The cars are flying around the tracks on the NASCAR circuit, nearing the end of that season. The National Hockey League has begun another season, albeit on the European Front. The Senators split with the Penguins, and the Rangers swept the Tampa Bay Lightning to start the season.

The Canadian Football League is winding down, and there have been some recent unexpected results. The Hamilton Tiger Cats have struggled since early in the season, but managed to knock of the first place Alouettes from Montreal last weekend. That was their third victory of the season, just one shy of the Argos.

The National Football League south of the border is in full gear, and the Bills entered the past weekend without a loss. When quarterback Trent Edwards left the game after the third play of the game, hopes to continue an undefeated season were somewhat dimmed. Losman played effectively, but the Bills suffered their first loss at the hands of the Arizona Cardinals. They have a bye next week to recover, and will face the Dolphins in Miami on the 26th of October. The “Fish” return north to face the Bills at the Rogers Centre in Toronto on December 7th.

But the primary sports focus at this time of year, at the professional level, is baseball. America’s Pastime is now in playoff mode, and a couple of contenders have already packed their golf clubs. There were high expectations for the Cubs from Chicago, to no avail. The West Coast Dodgers overwhelmed Lou Piniella’s squad, with little difficulty.

Russell Martin handles the catching duties for the Dodgers. Born in East York, Ontario, he resides in Chelsea, Quebec in the off-season. Although only 25 years old, he has had a remarkable career thus far with the Dodgers. He has been an All Star the past two seasons, and won the Gold Glove Award as well as the Silver Slugger Award last year. Only two other catchers have accomplished this feat: Gary Carter and Benito Santiago. He also won the Roy Campanella award, voted on by his teammates as the “Most Inspirational Dodger”.

Martin’s father also played for the Dodgers. An accomplished saxophone player, Russell Sr. played the anthem before the Dodgers game against the Pirates in 2006.

The Red Sox boast another All Star Canadian in Jason Bay. The Sox grabbed Bay in their complicated trade which landed Manny Ramirez in Dodgertown West. Bay has been patrolling left field for the Bosox, and instantly endeared himself to the Beantown faithful. He simply does everything well. His powerful stroke has resulted in several critical wins for the Red Sox.
The Rays from Tampa Bay have truly captured the hearts of many baseball fans this year. A remarkable Cinderella story, they have emerged as a very serious contender for the World Series title. They are led by a cast of young and hungry players, managed by the remarkable Joe Maddon.

Maddon took over the Rays two years ago, amassing a record of 127 wins and 197 losses. The team finished fifth both years. They broke camp last spring with high expectations, as have all teams. But the Rays, hit, ran, fielded, and executed better than all the other teams in their division to end the season at the top of the heap.

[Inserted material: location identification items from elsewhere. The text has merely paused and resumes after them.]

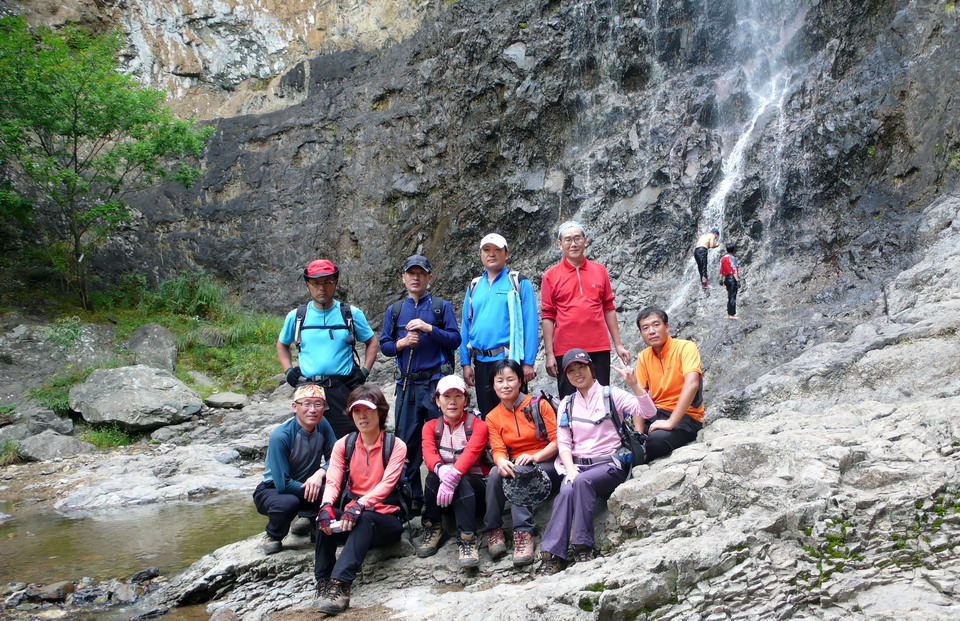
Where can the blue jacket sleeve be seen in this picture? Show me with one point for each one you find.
(277, 451)
(531, 323)
(464, 329)
(447, 337)
(329, 439)
(388, 344)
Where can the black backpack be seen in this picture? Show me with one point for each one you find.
(402, 494)
(450, 355)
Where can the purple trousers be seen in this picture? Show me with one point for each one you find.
(572, 517)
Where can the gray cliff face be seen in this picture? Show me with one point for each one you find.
(813, 133)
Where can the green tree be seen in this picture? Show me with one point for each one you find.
(82, 135)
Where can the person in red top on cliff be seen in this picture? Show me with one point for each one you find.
(371, 513)
(453, 448)
(730, 278)
(577, 309)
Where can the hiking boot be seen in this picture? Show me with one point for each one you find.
(302, 527)
(469, 552)
(582, 554)
(496, 543)
(334, 599)
(522, 548)
(429, 540)
(550, 564)
(271, 545)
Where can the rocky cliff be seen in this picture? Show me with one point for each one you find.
(821, 135)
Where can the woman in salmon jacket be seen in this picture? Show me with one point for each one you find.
(365, 489)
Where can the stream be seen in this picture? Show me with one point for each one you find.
(44, 547)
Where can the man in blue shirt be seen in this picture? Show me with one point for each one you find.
(293, 478)
(327, 334)
(486, 325)
(422, 333)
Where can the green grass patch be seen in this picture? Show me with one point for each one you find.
(54, 393)
(9, 453)
(108, 436)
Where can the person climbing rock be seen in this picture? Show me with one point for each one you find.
(730, 278)
(705, 243)
(326, 333)
(293, 477)
(669, 369)
(499, 321)
(421, 331)
(577, 309)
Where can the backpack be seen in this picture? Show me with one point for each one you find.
(611, 412)
(345, 311)
(402, 494)
(532, 412)
(449, 355)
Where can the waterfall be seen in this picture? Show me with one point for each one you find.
(764, 29)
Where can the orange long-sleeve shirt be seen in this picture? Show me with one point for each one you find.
(511, 434)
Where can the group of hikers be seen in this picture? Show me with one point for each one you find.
(334, 473)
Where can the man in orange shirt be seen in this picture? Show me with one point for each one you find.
(669, 369)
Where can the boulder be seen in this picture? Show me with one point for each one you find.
(51, 445)
(137, 397)
(229, 400)
(153, 345)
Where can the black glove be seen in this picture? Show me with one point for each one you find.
(293, 376)
(352, 512)
(325, 516)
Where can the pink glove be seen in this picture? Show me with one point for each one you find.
(445, 495)
(449, 475)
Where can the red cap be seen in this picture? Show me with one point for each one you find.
(320, 267)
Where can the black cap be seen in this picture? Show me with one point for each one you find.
(575, 355)
(417, 260)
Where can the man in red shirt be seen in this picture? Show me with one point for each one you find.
(577, 309)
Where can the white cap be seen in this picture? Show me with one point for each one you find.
(451, 382)
(493, 238)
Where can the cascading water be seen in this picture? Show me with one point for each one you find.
(764, 29)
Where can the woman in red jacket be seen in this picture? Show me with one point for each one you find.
(371, 513)
(518, 437)
(453, 446)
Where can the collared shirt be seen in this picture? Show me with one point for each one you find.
(428, 354)
(576, 299)
(490, 327)
(662, 376)
(325, 352)
(368, 478)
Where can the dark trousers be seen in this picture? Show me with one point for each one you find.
(280, 509)
(467, 506)
(372, 530)
(521, 517)
(336, 406)
(732, 285)
(572, 517)
(700, 256)
(487, 399)
(661, 442)
(601, 359)
(412, 409)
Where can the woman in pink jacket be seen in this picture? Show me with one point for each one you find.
(589, 443)
(365, 488)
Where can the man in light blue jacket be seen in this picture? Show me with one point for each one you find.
(488, 325)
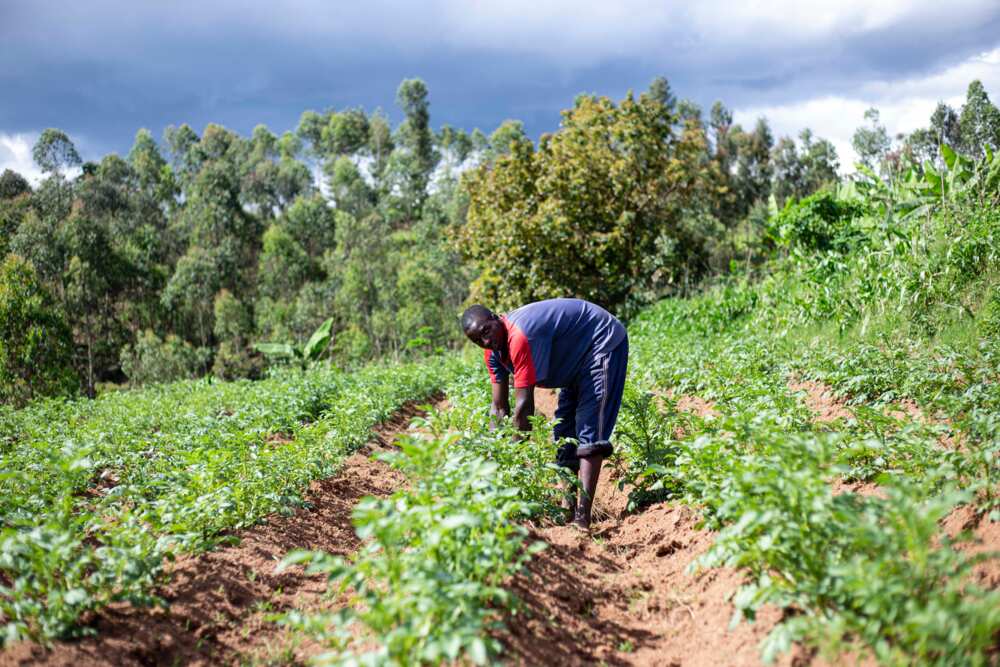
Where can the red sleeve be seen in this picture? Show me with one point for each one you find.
(489, 366)
(520, 356)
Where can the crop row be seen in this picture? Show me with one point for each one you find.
(96, 495)
(428, 587)
(869, 569)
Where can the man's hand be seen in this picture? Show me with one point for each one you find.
(524, 408)
(500, 408)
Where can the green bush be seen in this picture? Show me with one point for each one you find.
(818, 222)
(150, 359)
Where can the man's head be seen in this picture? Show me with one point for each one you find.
(484, 328)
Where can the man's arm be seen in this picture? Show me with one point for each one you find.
(524, 408)
(501, 401)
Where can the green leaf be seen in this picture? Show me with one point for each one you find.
(950, 157)
(277, 350)
(318, 341)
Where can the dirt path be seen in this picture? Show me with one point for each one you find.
(219, 601)
(622, 596)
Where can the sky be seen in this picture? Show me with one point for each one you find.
(100, 70)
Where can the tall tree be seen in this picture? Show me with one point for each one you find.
(54, 152)
(415, 156)
(871, 142)
(753, 164)
(12, 184)
(583, 214)
(35, 342)
(979, 122)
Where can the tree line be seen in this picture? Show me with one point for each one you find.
(176, 259)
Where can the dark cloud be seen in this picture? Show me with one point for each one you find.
(101, 70)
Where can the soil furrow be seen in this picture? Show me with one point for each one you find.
(219, 601)
(623, 595)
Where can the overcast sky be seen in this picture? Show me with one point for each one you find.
(100, 70)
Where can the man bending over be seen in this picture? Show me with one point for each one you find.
(569, 344)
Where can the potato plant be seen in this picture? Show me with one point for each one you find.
(97, 494)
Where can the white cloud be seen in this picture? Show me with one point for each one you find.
(903, 106)
(15, 153)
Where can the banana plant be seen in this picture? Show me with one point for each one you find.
(307, 354)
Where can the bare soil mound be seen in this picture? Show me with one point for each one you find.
(218, 601)
(623, 596)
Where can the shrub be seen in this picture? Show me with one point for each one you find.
(153, 360)
(818, 222)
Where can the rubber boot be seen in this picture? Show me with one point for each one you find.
(590, 470)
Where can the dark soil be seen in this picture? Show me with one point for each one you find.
(218, 602)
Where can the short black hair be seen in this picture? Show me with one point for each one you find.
(473, 314)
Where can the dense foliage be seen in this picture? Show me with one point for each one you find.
(185, 254)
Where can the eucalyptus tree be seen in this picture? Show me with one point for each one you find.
(55, 152)
(871, 142)
(978, 122)
(36, 344)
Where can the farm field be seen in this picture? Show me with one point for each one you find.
(806, 473)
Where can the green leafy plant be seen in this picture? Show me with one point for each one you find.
(306, 354)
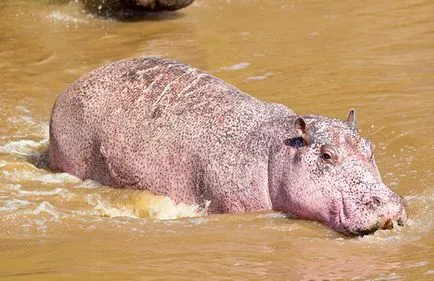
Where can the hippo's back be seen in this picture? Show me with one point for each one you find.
(124, 119)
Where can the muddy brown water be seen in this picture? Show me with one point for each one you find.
(320, 57)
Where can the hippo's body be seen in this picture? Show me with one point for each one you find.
(166, 127)
(124, 8)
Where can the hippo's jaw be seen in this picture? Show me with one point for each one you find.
(392, 213)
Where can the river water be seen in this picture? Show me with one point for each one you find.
(320, 57)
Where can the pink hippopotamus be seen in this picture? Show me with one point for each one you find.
(159, 125)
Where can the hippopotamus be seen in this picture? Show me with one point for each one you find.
(159, 125)
(122, 8)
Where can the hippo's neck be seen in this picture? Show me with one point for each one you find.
(283, 143)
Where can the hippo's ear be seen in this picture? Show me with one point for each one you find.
(301, 129)
(351, 119)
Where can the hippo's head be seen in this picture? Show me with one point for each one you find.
(333, 178)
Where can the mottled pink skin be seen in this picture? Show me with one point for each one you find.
(166, 127)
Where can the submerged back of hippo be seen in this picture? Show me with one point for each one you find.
(166, 127)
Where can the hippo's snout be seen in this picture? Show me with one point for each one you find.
(396, 216)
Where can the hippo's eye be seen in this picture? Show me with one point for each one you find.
(328, 153)
(326, 156)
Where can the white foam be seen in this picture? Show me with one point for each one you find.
(167, 209)
(25, 175)
(104, 208)
(24, 147)
(57, 191)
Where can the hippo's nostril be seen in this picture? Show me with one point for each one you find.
(374, 202)
(400, 222)
(387, 225)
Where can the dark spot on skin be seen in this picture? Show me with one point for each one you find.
(294, 142)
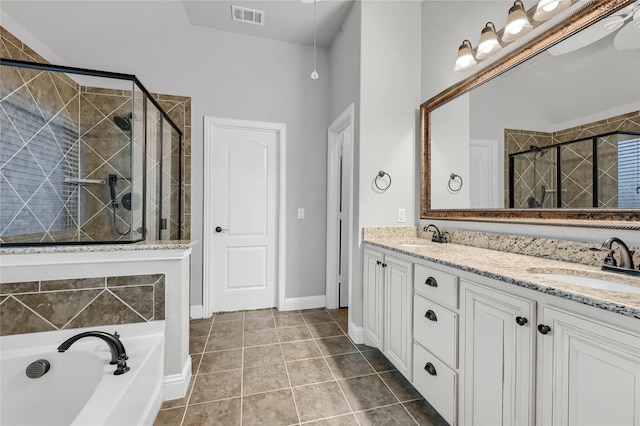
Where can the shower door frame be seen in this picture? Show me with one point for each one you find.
(134, 80)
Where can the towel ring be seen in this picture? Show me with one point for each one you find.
(452, 178)
(382, 174)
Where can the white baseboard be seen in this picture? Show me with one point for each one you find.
(196, 312)
(175, 386)
(356, 333)
(309, 302)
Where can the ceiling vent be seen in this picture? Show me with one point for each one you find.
(250, 16)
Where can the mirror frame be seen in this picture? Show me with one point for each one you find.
(585, 16)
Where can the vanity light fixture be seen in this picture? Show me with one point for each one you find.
(465, 58)
(547, 9)
(489, 43)
(517, 23)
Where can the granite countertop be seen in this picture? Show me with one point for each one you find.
(143, 245)
(521, 270)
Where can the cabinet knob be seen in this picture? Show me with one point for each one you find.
(431, 282)
(431, 316)
(429, 368)
(544, 329)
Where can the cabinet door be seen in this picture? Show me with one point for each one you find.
(498, 364)
(398, 327)
(372, 295)
(590, 372)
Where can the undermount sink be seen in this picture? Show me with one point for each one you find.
(586, 279)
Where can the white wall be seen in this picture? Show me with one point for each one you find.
(226, 75)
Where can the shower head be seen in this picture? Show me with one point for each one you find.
(123, 123)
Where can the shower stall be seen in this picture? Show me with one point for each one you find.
(85, 157)
(601, 171)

The Philadelphia Phillies are also ready to take a shot at the crown. Their General Manager knows a thing or two about winning. He has also experienced one or two crisp Canadian winters. Pat Gillick has been a General Manager in the Major Leagues since 1978, when he began with the Toronto Blue Jays. He remained with the Jays until 1994, after they had won the Back to Back World Series Championships in ’92 and ’93.

Gillick spent a little time in Baltimore and Seattle before joining the Phillies in 2006. He has been in baseball for 51 years, starting in 1958 as a left-handed pitcher in the Orioles organization. He pitched at the University of Southern California that year, and won the NCAA College World Series before joining the Edmonton squad of the Western Canada League.

They is still a ray of hope for the White Sox and the Angels, at press time. A faint hope, to be sure.

But until that last out is made, anything can happen. And probably will.

Peanut shells may be placed at your feet, at the ball park. Not in my living room, thank you.